Sid Training Log, part the whatevereth

Today we worked on placement, as in “put yourself where I point.” Sid did under the desk, at my feet, under the other desk, and on top of a rubbermaid container, and did it all in a mobility harness. I’m not putting weight on him yet, of course, but I do like to work him in harness so that the harness is associated with Fun Interactions Involving Cheese, as well as with “working, must be Srs Dog”.

A couple pics:
This picture is at a really wonky angle, please forgive.  It shows Sid, a black Shedder who is seven months old, wearing a dark brown leather harness which has a stiff handle (actually reinforced with metal) sticking up 3 inches above his backbone.  Imagine a guide dog harness (the kind where the straps go over the shoulders instead of across the chest) if the handle was rigidly attached to the harness so it went straight up, and also very short.  His front feet are up on a blue rubbermaid box which is about 16 inches wide by 2 feet long.

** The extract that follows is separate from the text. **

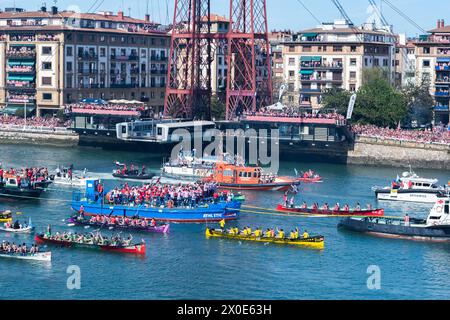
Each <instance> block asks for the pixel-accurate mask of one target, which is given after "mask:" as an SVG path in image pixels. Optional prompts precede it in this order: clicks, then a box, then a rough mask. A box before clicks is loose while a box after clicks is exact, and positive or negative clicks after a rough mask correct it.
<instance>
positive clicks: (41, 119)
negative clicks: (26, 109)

This was the beginning of getting him onto the box. I knew he could get his whole body on the box because he’d done it previously in order to lick my ear while I was sitting in my chair, but he was weirdly reluctant today. No matter, some cheese and a clicker changed all that! Behold:
Sid, in harness, sits on top of the rubbermaid box with a happy face!

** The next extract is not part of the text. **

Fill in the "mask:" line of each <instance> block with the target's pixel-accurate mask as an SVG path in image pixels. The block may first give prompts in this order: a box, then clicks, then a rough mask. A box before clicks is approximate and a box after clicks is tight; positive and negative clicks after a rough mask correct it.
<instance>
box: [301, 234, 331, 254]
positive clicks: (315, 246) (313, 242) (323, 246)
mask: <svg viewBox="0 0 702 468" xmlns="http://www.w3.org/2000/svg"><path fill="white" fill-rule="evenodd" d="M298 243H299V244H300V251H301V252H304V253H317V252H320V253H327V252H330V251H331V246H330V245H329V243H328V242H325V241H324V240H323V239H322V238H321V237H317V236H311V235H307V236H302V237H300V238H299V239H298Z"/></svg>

I did eventually get him to lie down on top of the box, but he wouldn’t hold it long enough for me to get a picture. Trust me, it was adorable. He’s a pretty adorable dog. And he has such fun training in harness or out! He’s a great joy to train for me because patience is my downfall as a trainer, and Sid picks things up FAST. This means I spend less time breaking behaviors down into bitty steps and shaping them from there, which lowers my frustration levels quite a bit. I do need to get more systematic about training, though, because right now we’re working on the “what seems fun today” system and that’s likely to leave gaps in Siddy’s education.